Thursday, May 31, 2007

Out of the Cage

Rove protege Tim Griffin is the latest casualty of Attorneygate. According to news reports, Griffin to resign Friday, Ark. congressional staffers say:

Spokesmen for Arkansas congressional members say Tim Griffin, the federal prosecutor in Arkansas whose appointment was among those that led to calls for the resignation of Attorney General Alberto Gonzales, is resigning Friday.

Griffin, a former assistant to White House political adviser Karl Rove, stepped in as interim U.S. attorney for the Eastern District of Arkansas in December, replacing U.S. Attorney Bud Cummins.
Griffin was one of the appointments made under the exception which was slipped into the renewal of the USA Patriot Act in March 2006 that allowed the Attorney General to name interim replacements without Senate confirmation. See Terminator In Chief. That change was eliminated once Attorneygate was exposed. It is clear that Griffin doesn't want to go through the Senate confirmation process which would be necessary to keep his job. Answering questions about his prior job duties might prove a wee bit difficult.
Voting rights attorney Robert F. Kennedy Jr. has called for prison time for the new US Attorney for Arkansas, Timothy Griffin and investigation of Griffin’s former boss, Karl Rove, chief political advisor to President Bush.

“Timothy Griffin,” said Kennedy,”who is the new US attorney in Arkansas, was actually the mastermind behind the voter fraud efforts by the Bush Administration to disenfranchise over a million voters through ‘caging’ techniques - which are illegal.”
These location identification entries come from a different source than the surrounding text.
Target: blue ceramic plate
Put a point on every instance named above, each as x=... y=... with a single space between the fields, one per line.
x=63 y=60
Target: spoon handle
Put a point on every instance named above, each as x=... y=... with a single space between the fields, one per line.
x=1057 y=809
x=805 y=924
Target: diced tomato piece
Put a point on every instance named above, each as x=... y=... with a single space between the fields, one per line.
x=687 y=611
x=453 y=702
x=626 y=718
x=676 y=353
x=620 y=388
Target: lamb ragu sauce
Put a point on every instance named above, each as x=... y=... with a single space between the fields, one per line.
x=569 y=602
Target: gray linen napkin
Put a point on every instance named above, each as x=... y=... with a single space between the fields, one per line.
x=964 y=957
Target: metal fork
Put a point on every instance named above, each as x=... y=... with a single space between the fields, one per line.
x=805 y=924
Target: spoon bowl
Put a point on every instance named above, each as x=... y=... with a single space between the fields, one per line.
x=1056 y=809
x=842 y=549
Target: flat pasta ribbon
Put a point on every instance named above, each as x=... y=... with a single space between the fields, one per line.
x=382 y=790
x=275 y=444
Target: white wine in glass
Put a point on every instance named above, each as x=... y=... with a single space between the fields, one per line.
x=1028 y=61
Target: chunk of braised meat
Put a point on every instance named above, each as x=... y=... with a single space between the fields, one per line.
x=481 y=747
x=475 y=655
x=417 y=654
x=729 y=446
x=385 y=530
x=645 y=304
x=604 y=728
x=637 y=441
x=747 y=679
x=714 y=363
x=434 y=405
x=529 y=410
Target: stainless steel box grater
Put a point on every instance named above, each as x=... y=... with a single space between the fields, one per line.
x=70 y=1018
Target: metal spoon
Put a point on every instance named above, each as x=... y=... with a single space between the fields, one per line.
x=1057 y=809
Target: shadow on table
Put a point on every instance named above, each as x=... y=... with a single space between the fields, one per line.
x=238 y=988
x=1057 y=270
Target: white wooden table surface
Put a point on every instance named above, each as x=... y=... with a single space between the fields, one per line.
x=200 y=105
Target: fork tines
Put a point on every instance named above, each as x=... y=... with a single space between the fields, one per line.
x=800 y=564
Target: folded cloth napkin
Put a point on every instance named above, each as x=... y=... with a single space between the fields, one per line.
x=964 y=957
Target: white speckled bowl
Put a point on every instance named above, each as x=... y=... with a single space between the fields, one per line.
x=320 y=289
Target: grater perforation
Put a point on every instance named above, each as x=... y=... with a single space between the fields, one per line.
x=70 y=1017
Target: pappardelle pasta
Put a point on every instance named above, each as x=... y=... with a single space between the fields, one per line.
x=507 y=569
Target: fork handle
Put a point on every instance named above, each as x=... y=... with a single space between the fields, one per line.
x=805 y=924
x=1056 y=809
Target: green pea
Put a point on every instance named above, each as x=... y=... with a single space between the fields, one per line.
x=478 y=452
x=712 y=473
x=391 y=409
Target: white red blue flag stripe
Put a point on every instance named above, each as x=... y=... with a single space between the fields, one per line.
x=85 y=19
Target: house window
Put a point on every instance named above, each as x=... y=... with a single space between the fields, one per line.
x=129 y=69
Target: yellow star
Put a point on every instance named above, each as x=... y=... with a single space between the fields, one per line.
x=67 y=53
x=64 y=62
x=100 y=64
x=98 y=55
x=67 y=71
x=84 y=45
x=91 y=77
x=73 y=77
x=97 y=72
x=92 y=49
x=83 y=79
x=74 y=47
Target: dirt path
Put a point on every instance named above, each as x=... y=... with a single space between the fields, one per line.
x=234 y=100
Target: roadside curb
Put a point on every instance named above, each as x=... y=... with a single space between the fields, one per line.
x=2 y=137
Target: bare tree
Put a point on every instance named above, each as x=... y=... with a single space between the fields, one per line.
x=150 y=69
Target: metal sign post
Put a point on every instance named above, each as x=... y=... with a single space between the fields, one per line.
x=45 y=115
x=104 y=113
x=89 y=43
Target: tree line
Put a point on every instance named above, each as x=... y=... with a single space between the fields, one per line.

This is from an article by Greg Palast that my husband Dave sent me, detailing Griffin's involvement in "caging" of minority voters in Florida during the last election, RFK: Rove And Rove’s Brain, ‘Should Be In Jail,’ Not In Office, which explains:

‘Caging’ lists are “absolutely illegal” under the Voting Rights Act, noted Kennedy on his Air America program, Ring of Fire. The 1965 law makes it a felony crime to challenge voters when race is a factor in the targeting. African-American voters comprised the bulk of the 70,000 voters ‘caged’ in a single state, Florida.

Palast wrote in his book, “Here’s how the scheme worked. The Bush campaign mailed out letters,” particularly targeting African-American soldiers sent overseas. When the letters sent to the home addresses of the soldiers came back “undeliverable” because the servicemen were in Baghdad or elsewhere, the Republican Party would, “challenge the voter’s registration and thereby prevent their absentee ballots being counted.”

The Republicans successfully challenged “at least one million” votes of minority voters in the 2004 election.

Kennedy, a voting rights attorney, fumed, “What he [Griffin] did was absolutely illegal and he should be in jail. Instead [Griffin] was rewarded with the US Attorney’s office.”

“They [Griffin, Rove and their confederates at the RNC] knew it was illegal.”

Despite various denials by Gonzales during his Judiciary Committee testimony, it was always planned that Griffin's appointment would come under the Patriot Act exception. See Murray Wass' National Journal piece, Administration Withheld E-Mails About Rove. Waas likewise noted Griffin's confirmation problems:
Griffin faced an uphill battle to win Senate confirmation because, in addition to having served as an aide to Rove, he had served as the research director of the Republican National Committee in 2004, when he had been in charge of opposition research efforts against Democratic presidential nominee John Kerry. He had been involved in similar efforts against Al Gore four years earlier as the RNC's deputy research director.
Monica Goodling's testimony before the House Judiciary Committee also referenced Griffin's election activities. Goodling testified that Gonzales' Deputy AG, Paul McNulty, perjured himself, lying to the committee in earlier testimony. Palast describes the lie: McNulty denied Monica had told him about Tim Griffin's "involvement in 'caging' voters" in 2004. See The Goods on Goodling and the Keys to the Kingdom.

With all of the controversy now focused on him, I guess he does want to exit, stage right.

He may be headed back to his old stomping grounds -- working "opposition research" for Fred Thompson's presidential campaign, Former Rove Aide in Talks with Thompson Campaign.

2 comments:

Ron said...

The only good thing I can say for this guy is he at least has the good sense to resign. The BushCo Hubris meter just nudged down a notch.

JudiPhilly said...

But the meter is so out of the stratosphere that it's hard to notice.